3.「感謝してよね」が引き金に
「あなたのご両親は、そんな旦那さんを見て何も言わなかったの?」
と尋ねると、
「『お前も一緒に帰ったほうがいい』とは言われたけど。
でも、家に帰ったら家事をしないといけないし、この体じゃ無理よ。
親に頼るのは当たり前なのに、変な意地を張っているのは向こうでしょ」
彼女にとって、自分の意見を聞いてくれない夫があくまで悪いのであり、その姿が両親にまでおかしな心配をさせている、という認識でした。
子どもだけ迎えに来てはさっさと帰る夫にイライラした彼女は、ある日一緒に戻ったときに
『ねぇ、たまにはうちの親とお酒でも飲んだら?
私の体調も心配してくれるし子どももみてくれるんだし、感謝してよね」
と何気なく口にします。
すると、テーブルをバンと叩いて
「いい加減にしろよ。
お前のご両親にはもちろん感謝してるよ。俺の家族が世話になっているからって、お金も渡してる。

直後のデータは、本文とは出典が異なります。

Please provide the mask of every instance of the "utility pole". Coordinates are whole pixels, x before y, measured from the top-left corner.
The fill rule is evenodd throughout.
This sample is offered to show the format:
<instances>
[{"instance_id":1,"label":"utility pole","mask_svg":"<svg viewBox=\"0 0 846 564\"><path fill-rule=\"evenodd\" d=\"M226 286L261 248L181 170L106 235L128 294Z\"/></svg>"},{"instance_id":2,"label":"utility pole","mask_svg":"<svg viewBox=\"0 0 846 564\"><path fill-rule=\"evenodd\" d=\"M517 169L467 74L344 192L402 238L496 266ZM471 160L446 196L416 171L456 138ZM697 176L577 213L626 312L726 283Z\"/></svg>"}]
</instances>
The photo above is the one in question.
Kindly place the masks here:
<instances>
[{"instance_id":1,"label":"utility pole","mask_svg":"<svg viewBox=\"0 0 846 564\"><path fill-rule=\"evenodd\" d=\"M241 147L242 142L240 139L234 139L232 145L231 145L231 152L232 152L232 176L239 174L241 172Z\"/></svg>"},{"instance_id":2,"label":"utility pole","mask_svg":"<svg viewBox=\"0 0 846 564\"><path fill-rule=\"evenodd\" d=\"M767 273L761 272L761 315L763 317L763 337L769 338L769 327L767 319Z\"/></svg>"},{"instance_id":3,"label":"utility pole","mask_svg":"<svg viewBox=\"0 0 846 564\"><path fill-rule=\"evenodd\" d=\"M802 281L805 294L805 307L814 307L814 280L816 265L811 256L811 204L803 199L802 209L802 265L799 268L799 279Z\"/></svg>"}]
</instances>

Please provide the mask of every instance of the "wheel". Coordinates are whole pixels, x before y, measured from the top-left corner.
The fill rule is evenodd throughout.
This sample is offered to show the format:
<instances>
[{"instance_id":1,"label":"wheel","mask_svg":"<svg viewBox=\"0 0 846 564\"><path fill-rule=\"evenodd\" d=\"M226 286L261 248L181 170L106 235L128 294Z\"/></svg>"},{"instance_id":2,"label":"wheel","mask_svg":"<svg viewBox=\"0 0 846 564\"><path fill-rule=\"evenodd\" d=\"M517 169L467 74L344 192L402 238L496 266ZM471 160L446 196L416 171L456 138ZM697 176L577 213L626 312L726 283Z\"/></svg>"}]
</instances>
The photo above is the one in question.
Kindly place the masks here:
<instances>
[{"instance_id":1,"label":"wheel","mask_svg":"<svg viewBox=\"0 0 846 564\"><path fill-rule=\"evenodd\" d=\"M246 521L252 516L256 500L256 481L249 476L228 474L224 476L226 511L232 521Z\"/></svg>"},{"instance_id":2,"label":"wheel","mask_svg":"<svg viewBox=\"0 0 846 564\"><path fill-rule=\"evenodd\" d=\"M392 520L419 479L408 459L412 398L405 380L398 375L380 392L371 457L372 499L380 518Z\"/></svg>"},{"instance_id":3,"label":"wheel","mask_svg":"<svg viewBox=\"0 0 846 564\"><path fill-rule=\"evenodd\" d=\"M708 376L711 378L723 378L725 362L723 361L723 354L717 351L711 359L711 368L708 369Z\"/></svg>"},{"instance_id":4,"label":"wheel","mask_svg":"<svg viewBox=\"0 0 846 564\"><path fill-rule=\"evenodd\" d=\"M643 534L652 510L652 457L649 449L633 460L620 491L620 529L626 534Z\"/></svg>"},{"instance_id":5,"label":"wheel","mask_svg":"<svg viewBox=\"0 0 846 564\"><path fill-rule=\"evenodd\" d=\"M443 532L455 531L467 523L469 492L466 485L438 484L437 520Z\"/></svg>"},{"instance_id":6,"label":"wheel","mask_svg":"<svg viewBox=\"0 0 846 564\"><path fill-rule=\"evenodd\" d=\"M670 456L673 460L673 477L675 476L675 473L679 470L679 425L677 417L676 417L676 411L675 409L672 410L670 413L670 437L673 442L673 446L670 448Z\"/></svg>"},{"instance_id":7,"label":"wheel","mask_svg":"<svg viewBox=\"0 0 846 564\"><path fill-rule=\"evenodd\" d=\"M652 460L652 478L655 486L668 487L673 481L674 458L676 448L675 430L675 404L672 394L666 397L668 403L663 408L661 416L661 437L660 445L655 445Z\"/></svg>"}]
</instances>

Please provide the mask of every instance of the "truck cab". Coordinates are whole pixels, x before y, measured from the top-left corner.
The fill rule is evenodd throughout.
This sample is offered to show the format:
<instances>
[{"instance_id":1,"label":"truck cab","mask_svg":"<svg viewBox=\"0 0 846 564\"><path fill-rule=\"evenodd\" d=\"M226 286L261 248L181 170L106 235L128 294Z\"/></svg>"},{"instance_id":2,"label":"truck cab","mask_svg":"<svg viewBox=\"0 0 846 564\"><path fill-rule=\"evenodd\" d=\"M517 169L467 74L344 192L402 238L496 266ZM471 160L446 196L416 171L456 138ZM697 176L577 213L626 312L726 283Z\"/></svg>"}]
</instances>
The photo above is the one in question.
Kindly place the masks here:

でもな、俺はこの家で家族で過ごしたいんだ。何度もそう言った。
家事を強制したこともないし、子育ては俺も手伝うって言ったのを無視しているのはそっちだろう」
と夫は声を荒らげて答えたそうです。
見たことのない夫の剣幕と本音に彼女は驚きますが、続けて
「感謝しろって言うけど、お前は家族のために働いている俺にはお疲れさまのひとこともないじゃないか。
そんなに実家が大切なら、もう金輪際戻ってこなくていいから。帰ってくれ」
と冷たい声で言われ、そのまま夫は口をつぐんで子どもの寝ている部屋へ向かいました。